"After many hours of work by our engineering team, it's good to have the aircraft flying again," BA chief executive Rod Eddington said after a newly modified Concorde landed safely at a Royal Air Force base in Oxfordshire, England.
"This is an important day for everyone at British Airways and we look forward to carrying customers again soon."
The supersonic fleets of both Air France and British Airways were grounded after an Air France Concorde crashed outside Paris on July 25, 2000. The crash, which killed 113 people, was blamed on an a tire which exploded after hitting an object on the runway and which ruptured the plane's fuel tank.
Spewing flames and smoke, the plane smashed into a hotel near the town of Gonesse just minutes after takeoff from Charles de Gaulle airport.

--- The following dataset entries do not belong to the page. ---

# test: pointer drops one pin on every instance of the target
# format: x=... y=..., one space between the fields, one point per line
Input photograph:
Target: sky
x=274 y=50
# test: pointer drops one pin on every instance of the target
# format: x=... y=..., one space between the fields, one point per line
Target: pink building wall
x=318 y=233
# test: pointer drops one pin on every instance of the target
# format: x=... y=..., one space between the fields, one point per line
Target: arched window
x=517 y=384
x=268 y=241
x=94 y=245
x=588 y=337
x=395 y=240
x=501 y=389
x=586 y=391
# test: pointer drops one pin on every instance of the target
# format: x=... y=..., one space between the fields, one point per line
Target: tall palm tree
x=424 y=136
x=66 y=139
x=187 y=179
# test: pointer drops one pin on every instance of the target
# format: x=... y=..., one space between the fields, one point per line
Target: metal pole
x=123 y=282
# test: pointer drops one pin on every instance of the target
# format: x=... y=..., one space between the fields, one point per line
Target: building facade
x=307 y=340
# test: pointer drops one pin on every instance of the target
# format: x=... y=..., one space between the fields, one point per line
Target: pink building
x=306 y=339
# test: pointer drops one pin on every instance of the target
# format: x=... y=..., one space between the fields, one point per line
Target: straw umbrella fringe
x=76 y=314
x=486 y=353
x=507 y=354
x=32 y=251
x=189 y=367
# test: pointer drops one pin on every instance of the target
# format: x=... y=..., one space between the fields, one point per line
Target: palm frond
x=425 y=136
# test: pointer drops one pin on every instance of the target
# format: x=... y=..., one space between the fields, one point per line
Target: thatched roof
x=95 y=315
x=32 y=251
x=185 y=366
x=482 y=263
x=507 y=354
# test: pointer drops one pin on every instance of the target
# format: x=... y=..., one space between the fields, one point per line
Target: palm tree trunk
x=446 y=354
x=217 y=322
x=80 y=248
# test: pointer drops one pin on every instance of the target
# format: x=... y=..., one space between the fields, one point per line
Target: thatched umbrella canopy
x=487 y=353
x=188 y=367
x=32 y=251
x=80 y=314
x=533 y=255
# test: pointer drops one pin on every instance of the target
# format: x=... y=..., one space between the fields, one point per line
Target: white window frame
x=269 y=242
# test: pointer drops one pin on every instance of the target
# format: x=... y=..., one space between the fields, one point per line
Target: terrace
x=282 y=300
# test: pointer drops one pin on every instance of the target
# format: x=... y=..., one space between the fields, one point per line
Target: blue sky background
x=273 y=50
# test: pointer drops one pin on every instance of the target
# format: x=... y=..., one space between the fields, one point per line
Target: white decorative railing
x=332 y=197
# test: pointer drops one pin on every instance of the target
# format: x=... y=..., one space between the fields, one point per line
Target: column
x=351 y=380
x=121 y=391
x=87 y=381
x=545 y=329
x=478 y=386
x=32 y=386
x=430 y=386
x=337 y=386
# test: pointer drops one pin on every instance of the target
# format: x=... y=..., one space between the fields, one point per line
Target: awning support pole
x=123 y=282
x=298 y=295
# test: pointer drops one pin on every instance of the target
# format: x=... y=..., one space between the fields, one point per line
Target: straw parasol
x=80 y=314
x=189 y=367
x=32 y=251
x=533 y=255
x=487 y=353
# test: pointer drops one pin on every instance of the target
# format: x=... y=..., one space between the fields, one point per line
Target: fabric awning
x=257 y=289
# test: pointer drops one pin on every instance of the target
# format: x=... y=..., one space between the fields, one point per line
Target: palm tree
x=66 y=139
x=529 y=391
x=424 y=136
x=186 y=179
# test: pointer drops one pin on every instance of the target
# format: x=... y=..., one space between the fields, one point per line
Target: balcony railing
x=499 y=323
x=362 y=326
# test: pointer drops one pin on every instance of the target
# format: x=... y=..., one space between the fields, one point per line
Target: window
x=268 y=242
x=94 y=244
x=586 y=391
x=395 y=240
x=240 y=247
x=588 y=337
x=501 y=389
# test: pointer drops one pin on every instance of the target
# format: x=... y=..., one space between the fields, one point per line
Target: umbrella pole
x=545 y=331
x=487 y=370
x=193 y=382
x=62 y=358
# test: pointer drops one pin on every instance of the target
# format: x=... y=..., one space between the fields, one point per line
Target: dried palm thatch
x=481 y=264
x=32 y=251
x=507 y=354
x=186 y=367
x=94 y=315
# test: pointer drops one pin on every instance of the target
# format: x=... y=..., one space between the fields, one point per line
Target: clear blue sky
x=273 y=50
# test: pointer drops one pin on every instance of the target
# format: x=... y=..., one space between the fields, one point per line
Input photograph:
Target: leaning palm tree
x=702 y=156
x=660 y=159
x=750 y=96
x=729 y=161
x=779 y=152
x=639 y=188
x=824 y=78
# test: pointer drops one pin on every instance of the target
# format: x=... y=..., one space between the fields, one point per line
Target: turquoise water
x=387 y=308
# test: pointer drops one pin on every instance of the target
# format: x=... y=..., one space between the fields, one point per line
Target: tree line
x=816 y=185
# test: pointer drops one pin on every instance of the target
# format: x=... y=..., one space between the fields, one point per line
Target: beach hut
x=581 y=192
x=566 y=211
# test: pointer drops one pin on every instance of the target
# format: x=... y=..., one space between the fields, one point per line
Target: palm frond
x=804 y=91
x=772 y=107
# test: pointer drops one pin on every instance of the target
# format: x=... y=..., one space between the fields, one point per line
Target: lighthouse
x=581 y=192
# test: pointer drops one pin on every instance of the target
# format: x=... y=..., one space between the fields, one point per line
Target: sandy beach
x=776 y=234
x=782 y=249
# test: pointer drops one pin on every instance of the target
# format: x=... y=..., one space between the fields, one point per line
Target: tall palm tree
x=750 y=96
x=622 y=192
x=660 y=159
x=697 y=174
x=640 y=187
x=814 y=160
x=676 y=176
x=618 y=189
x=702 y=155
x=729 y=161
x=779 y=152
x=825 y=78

All 100 passengers, mostly German tourists, were killed along with nine crewmembers and four people on the ground.
Authorities believe a stray metal strip on the runway ripped one of the jet's tires, and rubber debris smashed into the fuel tanks, causing a leak and fire that brought the plane down.

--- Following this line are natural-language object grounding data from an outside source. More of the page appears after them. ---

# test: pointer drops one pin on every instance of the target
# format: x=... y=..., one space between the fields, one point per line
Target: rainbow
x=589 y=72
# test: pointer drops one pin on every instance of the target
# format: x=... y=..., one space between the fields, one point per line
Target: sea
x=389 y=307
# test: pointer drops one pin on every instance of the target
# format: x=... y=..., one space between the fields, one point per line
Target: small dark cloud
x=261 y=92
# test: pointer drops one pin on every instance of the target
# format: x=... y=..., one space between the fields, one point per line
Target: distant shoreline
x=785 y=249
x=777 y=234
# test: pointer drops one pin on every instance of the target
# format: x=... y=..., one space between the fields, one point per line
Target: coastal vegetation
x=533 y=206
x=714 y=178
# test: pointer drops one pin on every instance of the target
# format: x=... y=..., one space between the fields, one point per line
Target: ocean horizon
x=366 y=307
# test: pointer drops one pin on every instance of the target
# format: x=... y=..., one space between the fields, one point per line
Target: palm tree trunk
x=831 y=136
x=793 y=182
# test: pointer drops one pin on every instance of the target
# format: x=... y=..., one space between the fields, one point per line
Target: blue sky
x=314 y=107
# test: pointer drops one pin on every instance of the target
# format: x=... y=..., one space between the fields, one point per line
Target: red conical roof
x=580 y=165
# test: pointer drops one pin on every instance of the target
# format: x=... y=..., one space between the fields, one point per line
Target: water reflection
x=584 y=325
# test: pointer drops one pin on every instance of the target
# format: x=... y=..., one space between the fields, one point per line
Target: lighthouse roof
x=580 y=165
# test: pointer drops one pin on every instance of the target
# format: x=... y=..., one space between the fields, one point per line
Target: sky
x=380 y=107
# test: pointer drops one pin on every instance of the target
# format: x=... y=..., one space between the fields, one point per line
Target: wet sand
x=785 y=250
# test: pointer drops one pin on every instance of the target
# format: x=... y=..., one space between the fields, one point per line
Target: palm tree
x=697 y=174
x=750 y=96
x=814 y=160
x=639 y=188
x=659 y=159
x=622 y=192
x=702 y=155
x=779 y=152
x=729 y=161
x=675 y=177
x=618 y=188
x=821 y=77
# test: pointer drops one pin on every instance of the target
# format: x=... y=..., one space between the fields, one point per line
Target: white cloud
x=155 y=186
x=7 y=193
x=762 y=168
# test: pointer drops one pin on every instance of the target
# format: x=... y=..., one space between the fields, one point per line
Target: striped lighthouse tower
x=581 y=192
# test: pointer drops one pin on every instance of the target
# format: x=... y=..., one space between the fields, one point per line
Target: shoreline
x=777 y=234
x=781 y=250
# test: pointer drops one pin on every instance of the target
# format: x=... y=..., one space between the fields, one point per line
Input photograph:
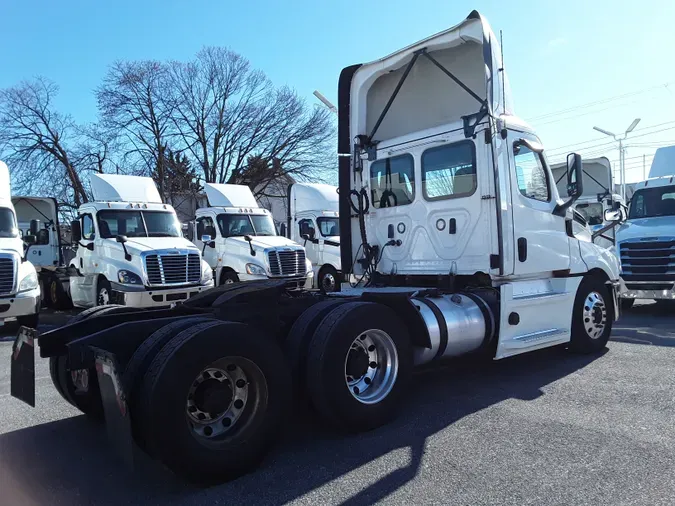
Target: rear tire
x=358 y=366
x=80 y=387
x=238 y=355
x=592 y=317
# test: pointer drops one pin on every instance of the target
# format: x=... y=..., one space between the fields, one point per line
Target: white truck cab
x=645 y=243
x=314 y=222
x=130 y=248
x=447 y=187
x=240 y=242
x=19 y=287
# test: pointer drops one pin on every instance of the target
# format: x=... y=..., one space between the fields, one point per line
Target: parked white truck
x=50 y=254
x=314 y=222
x=450 y=210
x=19 y=287
x=130 y=248
x=598 y=197
x=645 y=243
x=239 y=240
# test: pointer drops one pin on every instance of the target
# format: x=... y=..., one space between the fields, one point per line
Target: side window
x=392 y=181
x=449 y=171
x=306 y=227
x=88 y=231
x=205 y=227
x=531 y=174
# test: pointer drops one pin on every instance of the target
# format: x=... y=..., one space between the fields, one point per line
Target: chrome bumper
x=21 y=304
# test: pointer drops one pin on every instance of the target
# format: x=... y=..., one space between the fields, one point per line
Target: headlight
x=207 y=272
x=29 y=282
x=129 y=278
x=255 y=269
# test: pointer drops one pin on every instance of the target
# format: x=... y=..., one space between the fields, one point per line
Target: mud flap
x=115 y=408
x=23 y=366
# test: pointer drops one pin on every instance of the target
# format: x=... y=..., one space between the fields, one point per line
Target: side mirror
x=575 y=182
x=34 y=227
x=75 y=231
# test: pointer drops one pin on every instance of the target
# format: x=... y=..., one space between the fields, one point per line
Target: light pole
x=622 y=156
x=325 y=101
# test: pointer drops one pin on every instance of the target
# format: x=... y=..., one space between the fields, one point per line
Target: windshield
x=651 y=202
x=8 y=223
x=329 y=226
x=138 y=224
x=237 y=225
x=592 y=213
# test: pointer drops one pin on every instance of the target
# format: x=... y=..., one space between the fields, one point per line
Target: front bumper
x=148 y=297
x=647 y=290
x=22 y=304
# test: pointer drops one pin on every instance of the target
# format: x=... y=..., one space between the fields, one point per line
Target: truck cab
x=314 y=222
x=645 y=243
x=240 y=241
x=19 y=287
x=130 y=248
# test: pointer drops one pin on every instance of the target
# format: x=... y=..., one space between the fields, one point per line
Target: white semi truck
x=130 y=248
x=239 y=240
x=645 y=243
x=449 y=209
x=19 y=287
x=598 y=197
x=313 y=221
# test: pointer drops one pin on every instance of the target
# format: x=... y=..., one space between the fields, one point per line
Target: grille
x=648 y=260
x=287 y=263
x=173 y=269
x=6 y=276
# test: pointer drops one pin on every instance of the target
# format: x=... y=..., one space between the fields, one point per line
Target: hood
x=265 y=241
x=643 y=228
x=138 y=245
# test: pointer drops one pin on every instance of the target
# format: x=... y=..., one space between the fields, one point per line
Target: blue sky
x=559 y=56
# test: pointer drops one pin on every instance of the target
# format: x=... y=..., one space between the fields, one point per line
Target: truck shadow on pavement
x=70 y=461
x=647 y=324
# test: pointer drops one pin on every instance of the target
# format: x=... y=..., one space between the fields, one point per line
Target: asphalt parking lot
x=543 y=428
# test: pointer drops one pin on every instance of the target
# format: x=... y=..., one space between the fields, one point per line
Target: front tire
x=103 y=292
x=592 y=316
x=358 y=366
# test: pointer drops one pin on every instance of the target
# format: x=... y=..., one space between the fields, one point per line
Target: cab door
x=540 y=238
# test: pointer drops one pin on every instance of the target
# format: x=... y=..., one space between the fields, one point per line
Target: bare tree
x=35 y=140
x=239 y=129
x=132 y=104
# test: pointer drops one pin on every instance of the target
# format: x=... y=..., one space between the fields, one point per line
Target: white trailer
x=239 y=240
x=19 y=286
x=598 y=196
x=50 y=253
x=313 y=221
x=447 y=207
x=130 y=248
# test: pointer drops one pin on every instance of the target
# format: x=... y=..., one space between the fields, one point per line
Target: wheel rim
x=328 y=282
x=224 y=398
x=594 y=315
x=371 y=366
x=103 y=297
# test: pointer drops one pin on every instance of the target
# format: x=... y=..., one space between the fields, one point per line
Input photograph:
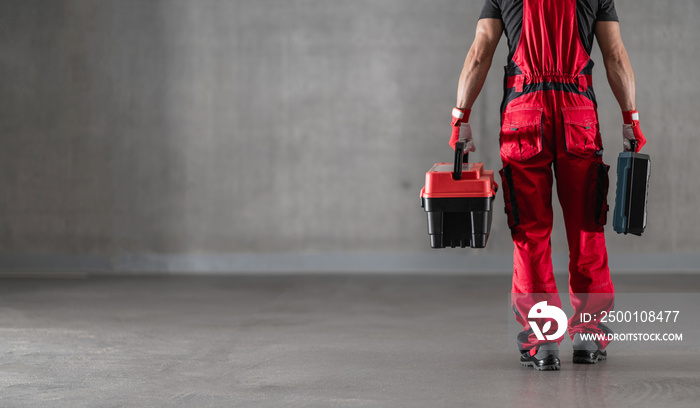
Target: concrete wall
x=215 y=126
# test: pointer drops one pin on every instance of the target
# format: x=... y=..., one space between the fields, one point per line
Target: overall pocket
x=601 y=202
x=521 y=133
x=509 y=197
x=581 y=131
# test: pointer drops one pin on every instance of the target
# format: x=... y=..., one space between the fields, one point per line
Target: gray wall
x=215 y=126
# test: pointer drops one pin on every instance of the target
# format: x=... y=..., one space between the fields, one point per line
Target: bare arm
x=617 y=63
x=478 y=61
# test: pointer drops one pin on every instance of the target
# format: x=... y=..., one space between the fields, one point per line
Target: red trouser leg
x=578 y=183
x=527 y=183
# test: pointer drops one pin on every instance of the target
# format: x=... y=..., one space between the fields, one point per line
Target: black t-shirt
x=588 y=13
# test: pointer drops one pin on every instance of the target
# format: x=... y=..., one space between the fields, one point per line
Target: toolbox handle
x=633 y=145
x=460 y=158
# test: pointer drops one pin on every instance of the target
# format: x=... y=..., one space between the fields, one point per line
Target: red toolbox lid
x=475 y=182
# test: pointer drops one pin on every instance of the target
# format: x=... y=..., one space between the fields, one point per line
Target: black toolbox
x=458 y=198
x=633 y=170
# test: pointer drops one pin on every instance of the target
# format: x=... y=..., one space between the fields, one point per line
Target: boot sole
x=548 y=367
x=590 y=359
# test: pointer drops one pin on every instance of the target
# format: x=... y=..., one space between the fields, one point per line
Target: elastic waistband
x=519 y=81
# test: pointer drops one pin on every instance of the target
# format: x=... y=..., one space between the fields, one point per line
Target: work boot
x=587 y=351
x=546 y=358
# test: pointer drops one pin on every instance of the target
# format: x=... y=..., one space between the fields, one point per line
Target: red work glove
x=632 y=131
x=461 y=131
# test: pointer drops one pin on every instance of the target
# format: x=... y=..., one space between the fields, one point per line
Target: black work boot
x=546 y=358
x=587 y=351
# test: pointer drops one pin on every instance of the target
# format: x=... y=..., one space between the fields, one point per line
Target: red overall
x=549 y=125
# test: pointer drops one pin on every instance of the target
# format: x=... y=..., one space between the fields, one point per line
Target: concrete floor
x=322 y=341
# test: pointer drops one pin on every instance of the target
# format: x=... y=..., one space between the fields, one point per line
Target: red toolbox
x=458 y=199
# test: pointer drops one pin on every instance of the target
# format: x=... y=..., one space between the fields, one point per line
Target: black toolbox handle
x=460 y=158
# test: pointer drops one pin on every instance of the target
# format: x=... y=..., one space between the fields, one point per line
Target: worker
x=549 y=128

British Airways has since strengthened the wiring in the undercarriages of its seven Concordes, lined the fuel tanks with bullet-proof Kevlar and made other changes meant to prevent fuel leaks. The French tire maker, Michelin, has also developed a new extra-resistant tire to prevent punctures.
Even with the new tires, a four-man crew checked the runway for any debris before Tuesday's test flight.

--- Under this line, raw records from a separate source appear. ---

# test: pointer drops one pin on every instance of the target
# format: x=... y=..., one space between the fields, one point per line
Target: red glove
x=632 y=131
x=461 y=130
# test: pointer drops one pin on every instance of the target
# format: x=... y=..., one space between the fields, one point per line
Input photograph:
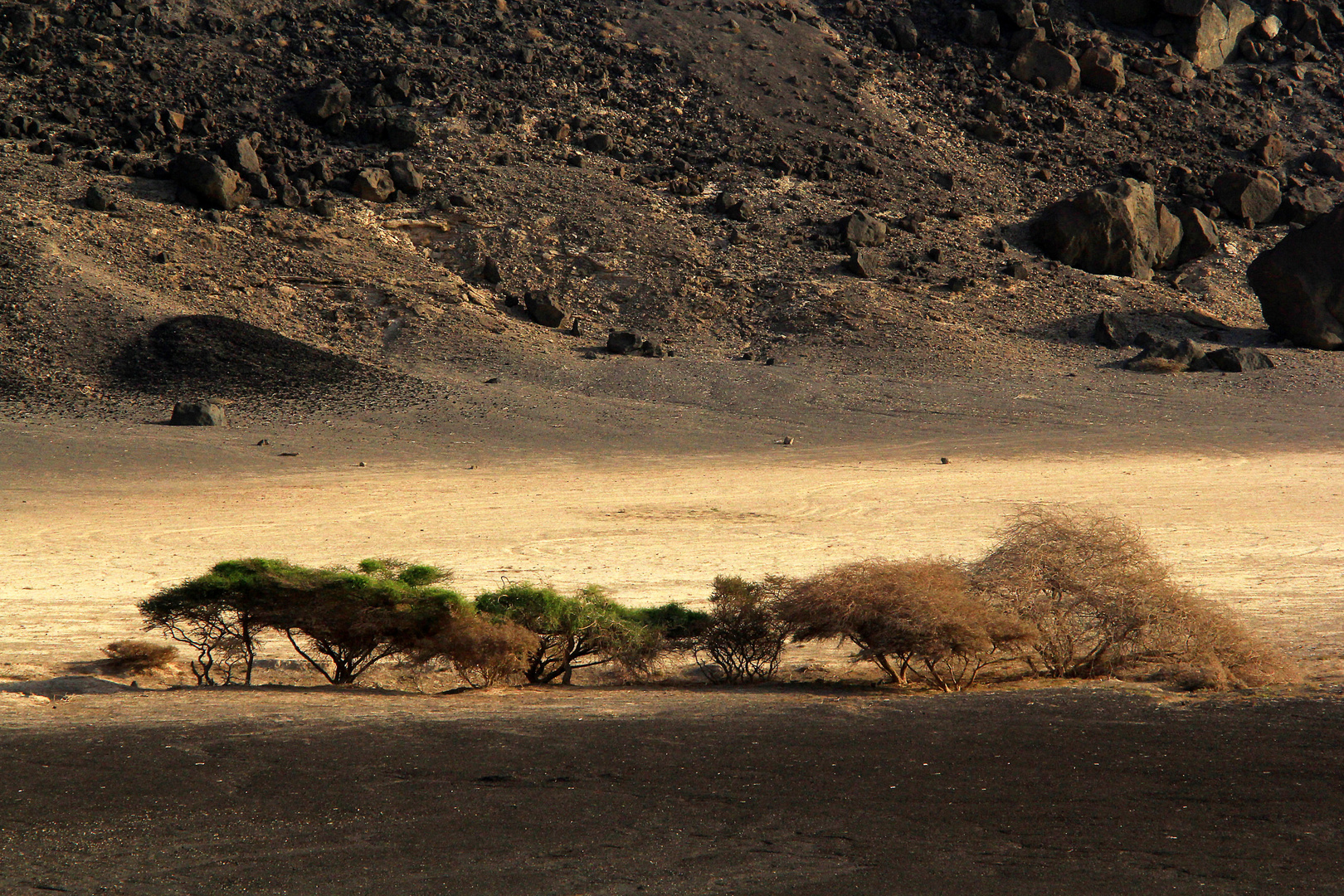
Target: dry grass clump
x=139 y=655
x=483 y=652
x=745 y=635
x=1157 y=366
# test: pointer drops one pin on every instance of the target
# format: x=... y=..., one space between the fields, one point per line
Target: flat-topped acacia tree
x=353 y=618
x=572 y=633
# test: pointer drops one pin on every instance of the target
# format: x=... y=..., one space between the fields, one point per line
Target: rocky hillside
x=275 y=197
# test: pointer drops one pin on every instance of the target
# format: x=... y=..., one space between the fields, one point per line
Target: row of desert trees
x=1060 y=594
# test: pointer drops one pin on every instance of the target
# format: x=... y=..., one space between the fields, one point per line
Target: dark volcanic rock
x=407 y=178
x=324 y=101
x=1107 y=230
x=1109 y=331
x=1179 y=355
x=1213 y=37
x=374 y=184
x=241 y=156
x=214 y=183
x=1300 y=284
x=1103 y=69
x=1234 y=360
x=1248 y=195
x=1199 y=236
x=622 y=342
x=1043 y=63
x=862 y=229
x=1304 y=206
x=227 y=356
x=99 y=197
x=864 y=262
x=542 y=309
x=197 y=414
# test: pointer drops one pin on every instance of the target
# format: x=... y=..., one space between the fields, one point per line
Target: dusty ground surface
x=801 y=791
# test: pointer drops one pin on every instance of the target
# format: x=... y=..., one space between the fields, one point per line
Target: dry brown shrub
x=745 y=635
x=1157 y=366
x=1103 y=602
x=483 y=652
x=139 y=655
x=908 y=618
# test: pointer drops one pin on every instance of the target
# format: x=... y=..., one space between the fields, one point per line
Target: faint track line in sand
x=1254 y=531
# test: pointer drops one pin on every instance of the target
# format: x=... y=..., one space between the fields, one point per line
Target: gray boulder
x=1112 y=229
x=1248 y=195
x=980 y=28
x=1300 y=284
x=542 y=309
x=324 y=101
x=197 y=414
x=1042 y=63
x=1198 y=236
x=1234 y=360
x=241 y=156
x=374 y=184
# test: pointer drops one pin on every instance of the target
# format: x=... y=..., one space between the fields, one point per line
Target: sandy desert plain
x=797 y=787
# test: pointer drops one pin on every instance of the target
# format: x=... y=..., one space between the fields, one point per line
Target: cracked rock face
x=1300 y=284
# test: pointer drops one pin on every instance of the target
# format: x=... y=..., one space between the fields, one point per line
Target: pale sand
x=1265 y=533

The flight plan, intended to duplicate the operating conditions of Concorde's London-New York route, took the plane out over the Atlantic after it left from London's Heathrow airport at 2:18 p.m. local time. It turned around southwest of Iceland and then headed back to Britain.
With chief Concorde pilot Capt. Mike Bannister at the controls, the sleek aircraft touched down at 5:40 p.m. after a three hour, 20 minute flight. Members of the public gathered at the rain-lashed airfield to welcome the supersonic plane.
"It was absolutely fantastic to get back behind the controls. I have been flying Concorde for 22 years but this was the best flight ever," he added. "I always thought that Concorde could fly again, and now I am even more confident that we shall see it flying again in the near future."
He said BA would stage another test flight as modification work continues.
"We are trying to look forward and take Concorde back where she belongs - at 60,000 feet up."
The British carrier says it hopes to fly its Concordes commercially again by late summer.
Air France, which operates five of the planes, said on Monday that it is too early to predict when commercial service might resume, but it has suggsted it hopes to fly again by autumn.
"Air France and British Airways hope this resumption will be possible, but it is up to the authorities to decide," it said, referring to civil aviation authorities in France and Britain.
The British Concorde had already conducted a satisfactory taxiing trial at Heathrow. On Tuesday's test flight, it reached a top speed of 1,350 mph - around twice the speed of sound - and climbed to 60,000 feet.
The plane will remain in Oxfordshire for checks by engineers.